In an August 2020 blog post titled “The Pinterest Paradox: Cupcakes and Toxicity,” she chronicles her ordeal and calls out Pinterest Co-Founder and CEO Ben Silbermann. 

“Ben appeared to listen to only a few people and sealed himself off from opposing viewpoints,” Ms. Brougher writes.

“Ben’s ‘in-group,’ the men invited to the “meeting after the meeting,” held all the power and influence. This structure was detrimental to Pinterest’s culture, velocity, and results.”

She also found out that she was paid less than her male colleagues. That was eventually rectified by HR, but only after she presented them with a spreadsheet “illustrating the inequity.”

“There is a reason that women do not negotiate as hard as men for higher pay. It is not because we are not good negotiators.
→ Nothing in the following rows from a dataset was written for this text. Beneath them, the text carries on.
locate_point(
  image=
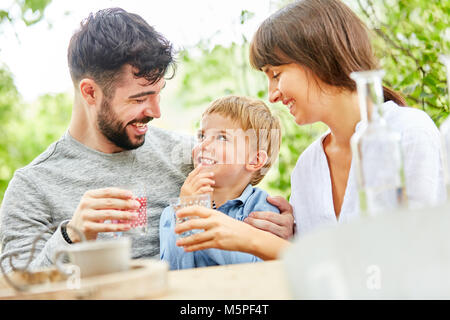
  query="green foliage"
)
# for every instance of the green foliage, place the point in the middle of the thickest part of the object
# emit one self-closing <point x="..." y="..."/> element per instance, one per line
<point x="209" y="72"/>
<point x="31" y="11"/>
<point x="409" y="36"/>
<point x="29" y="130"/>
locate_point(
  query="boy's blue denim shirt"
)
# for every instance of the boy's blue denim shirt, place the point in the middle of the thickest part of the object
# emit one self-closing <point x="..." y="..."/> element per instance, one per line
<point x="251" y="199"/>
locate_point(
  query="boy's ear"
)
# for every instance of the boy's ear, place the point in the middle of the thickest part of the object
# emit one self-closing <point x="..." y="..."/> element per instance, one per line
<point x="258" y="161"/>
<point x="89" y="90"/>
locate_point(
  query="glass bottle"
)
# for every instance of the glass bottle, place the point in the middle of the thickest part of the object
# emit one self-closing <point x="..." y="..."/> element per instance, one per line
<point x="376" y="150"/>
<point x="445" y="132"/>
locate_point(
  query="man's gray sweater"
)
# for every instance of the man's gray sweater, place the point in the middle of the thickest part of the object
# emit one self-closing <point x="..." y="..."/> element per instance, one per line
<point x="49" y="189"/>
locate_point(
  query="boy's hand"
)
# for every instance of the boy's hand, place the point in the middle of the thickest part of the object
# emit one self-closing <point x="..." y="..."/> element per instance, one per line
<point x="198" y="182"/>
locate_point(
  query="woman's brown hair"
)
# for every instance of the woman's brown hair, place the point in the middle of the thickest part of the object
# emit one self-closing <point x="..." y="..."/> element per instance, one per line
<point x="325" y="36"/>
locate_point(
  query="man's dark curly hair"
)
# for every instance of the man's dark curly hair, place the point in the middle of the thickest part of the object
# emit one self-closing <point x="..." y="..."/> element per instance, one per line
<point x="111" y="38"/>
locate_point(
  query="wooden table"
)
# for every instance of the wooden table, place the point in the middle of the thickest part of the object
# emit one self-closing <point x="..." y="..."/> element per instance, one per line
<point x="258" y="281"/>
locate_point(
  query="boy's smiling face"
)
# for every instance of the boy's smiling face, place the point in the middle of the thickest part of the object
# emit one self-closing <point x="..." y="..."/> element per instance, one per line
<point x="224" y="148"/>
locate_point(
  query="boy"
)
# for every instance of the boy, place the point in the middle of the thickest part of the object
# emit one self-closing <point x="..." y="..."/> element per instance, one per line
<point x="238" y="142"/>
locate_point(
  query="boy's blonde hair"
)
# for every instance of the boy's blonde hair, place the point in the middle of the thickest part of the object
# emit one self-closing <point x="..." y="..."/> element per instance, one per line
<point x="252" y="114"/>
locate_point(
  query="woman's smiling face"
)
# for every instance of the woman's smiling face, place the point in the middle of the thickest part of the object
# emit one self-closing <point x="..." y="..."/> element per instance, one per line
<point x="292" y="85"/>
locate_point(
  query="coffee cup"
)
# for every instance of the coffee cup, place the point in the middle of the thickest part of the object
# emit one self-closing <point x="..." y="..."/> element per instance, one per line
<point x="93" y="258"/>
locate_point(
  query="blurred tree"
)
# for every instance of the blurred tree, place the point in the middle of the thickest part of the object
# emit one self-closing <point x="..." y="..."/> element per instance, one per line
<point x="408" y="36"/>
<point x="27" y="129"/>
<point x="209" y="72"/>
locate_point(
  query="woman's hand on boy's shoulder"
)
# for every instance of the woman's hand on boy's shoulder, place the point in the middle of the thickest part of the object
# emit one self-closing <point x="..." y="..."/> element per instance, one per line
<point x="281" y="225"/>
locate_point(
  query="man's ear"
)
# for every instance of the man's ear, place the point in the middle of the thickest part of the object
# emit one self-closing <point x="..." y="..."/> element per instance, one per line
<point x="89" y="90"/>
<point x="258" y="161"/>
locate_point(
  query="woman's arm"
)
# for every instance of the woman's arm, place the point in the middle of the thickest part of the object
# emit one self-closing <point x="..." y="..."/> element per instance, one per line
<point x="223" y="232"/>
<point x="281" y="225"/>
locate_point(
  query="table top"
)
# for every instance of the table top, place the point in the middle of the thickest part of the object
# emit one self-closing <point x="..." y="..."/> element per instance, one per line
<point x="250" y="281"/>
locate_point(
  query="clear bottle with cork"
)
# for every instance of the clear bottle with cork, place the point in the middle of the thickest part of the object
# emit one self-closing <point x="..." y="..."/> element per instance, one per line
<point x="376" y="150"/>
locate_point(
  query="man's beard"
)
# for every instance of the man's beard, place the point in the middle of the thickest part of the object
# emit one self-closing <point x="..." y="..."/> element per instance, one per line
<point x="114" y="130"/>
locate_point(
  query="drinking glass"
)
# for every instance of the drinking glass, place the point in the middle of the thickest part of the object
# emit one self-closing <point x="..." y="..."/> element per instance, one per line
<point x="187" y="201"/>
<point x="139" y="225"/>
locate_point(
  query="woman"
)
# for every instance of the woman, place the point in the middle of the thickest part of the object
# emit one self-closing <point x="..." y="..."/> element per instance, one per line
<point x="307" y="51"/>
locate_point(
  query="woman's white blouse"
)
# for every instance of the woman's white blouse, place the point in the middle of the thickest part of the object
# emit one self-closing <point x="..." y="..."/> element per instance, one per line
<point x="311" y="194"/>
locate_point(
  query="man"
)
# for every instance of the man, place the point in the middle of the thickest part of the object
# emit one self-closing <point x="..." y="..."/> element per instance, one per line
<point x="117" y="63"/>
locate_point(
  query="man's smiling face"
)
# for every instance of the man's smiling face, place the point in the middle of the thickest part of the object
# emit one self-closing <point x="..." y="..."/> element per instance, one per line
<point x="123" y="119"/>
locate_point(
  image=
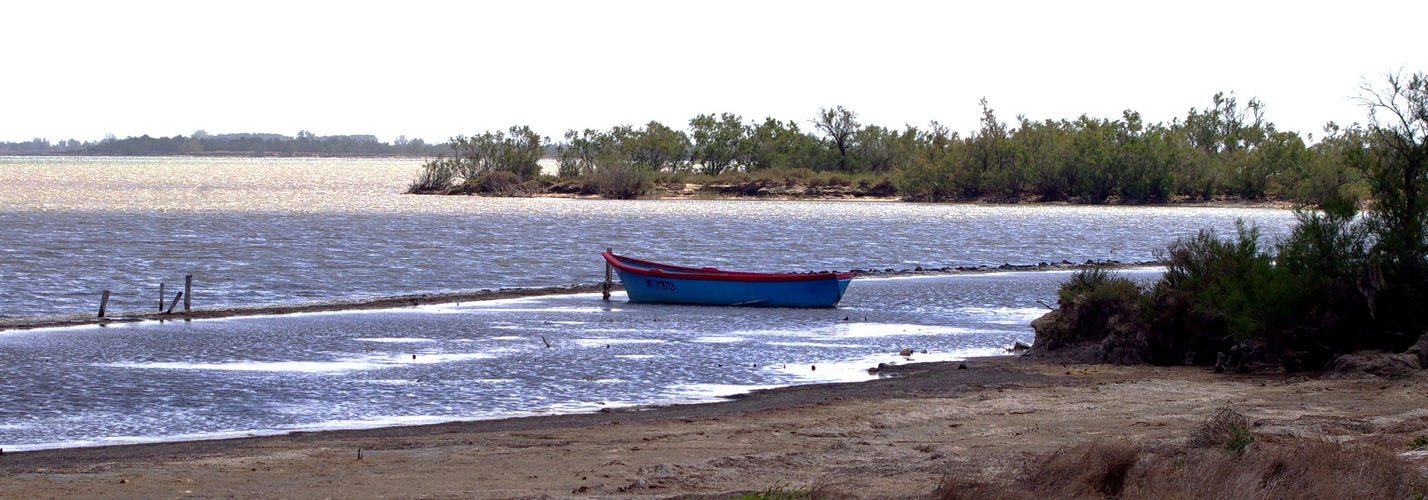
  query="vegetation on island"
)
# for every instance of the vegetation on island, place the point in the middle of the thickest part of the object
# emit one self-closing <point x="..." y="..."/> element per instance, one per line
<point x="1225" y="150"/>
<point x="1343" y="282"/>
<point x="304" y="143"/>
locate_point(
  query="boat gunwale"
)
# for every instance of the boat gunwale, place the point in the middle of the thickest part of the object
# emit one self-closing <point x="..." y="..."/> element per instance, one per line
<point x="710" y="273"/>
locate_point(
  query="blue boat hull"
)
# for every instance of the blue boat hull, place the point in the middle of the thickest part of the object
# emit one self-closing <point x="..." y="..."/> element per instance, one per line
<point x="824" y="290"/>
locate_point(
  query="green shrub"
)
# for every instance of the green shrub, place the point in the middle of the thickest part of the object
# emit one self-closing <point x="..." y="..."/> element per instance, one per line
<point x="436" y="177"/>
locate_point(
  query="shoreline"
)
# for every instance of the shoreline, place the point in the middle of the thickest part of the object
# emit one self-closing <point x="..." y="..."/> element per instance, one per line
<point x="897" y="436"/>
<point x="421" y="299"/>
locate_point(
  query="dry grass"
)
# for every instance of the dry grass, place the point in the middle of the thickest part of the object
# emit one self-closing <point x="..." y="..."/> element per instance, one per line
<point x="1300" y="469"/>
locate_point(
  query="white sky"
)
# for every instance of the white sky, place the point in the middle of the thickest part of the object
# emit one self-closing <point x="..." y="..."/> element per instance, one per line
<point x="437" y="69"/>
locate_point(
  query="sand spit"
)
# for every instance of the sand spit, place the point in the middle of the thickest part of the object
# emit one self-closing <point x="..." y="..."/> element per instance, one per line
<point x="891" y="437"/>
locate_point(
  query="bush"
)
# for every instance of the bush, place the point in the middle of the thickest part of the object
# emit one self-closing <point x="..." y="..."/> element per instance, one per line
<point x="1101" y="315"/>
<point x="620" y="180"/>
<point x="506" y="183"/>
<point x="434" y="177"/>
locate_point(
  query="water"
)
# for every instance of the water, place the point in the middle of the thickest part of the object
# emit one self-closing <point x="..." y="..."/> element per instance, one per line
<point x="284" y="230"/>
<point x="243" y="376"/>
<point x="262" y="232"/>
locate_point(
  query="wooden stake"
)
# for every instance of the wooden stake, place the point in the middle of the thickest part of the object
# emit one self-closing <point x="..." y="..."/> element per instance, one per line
<point x="174" y="303"/>
<point x="604" y="289"/>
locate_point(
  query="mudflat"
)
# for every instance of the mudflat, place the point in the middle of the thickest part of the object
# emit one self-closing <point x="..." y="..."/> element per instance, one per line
<point x="890" y="437"/>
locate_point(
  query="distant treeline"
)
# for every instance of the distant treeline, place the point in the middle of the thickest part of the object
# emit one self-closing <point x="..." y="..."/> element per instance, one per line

As I would learn at Pinterest, it is because we get punished when we do,” she writes.

WALKOUT

Days after the blog post was published, Pinterest employees staged a virtual walkout in support of Brougher, Ozoma, and Shimizu Banks.

Next came the shareholder lawsuits, filed by the Employees’ Retirement System of Rhode Island and alleging Silbermann, alongside Co-founder Evan Sharp, CFO Todd Morgenfeld, and the Pinterest board “personally engaged in, facilitated or knowingly ignored the discrimination and retaliation against those who spoke up and challenged the Company’s White, male leadership clique.”

In response, Pinterest launched the investigation detailed above and appointed Andrea Wishom and Salaam Coleman Smith — two Black, female media executives — to its board of directors.

Speaking to NYT, Ms. Brougher says she is “encouraged” by Pinterest’s moves to improve company culture — but adds it will need to more than appoint new directors. The company will also need to listen to them, she says.

“What happened to me at Pinterest reflects a pattern of discrimination and exclusion that many female executives experience, not only in the tech industry but throughout corporate America,” she wrote in her blog post.

“…Pinterest’s flaws exist in many organizations. I hope that by sharing my story, I can contribute to dismantling the system of gender bias that persists despite the progress made exposing misconduct within companies like Pinterest. It is time to eliminate the “boys clubs” that dominate far too many companies and make room for more women leaders and their ideas.”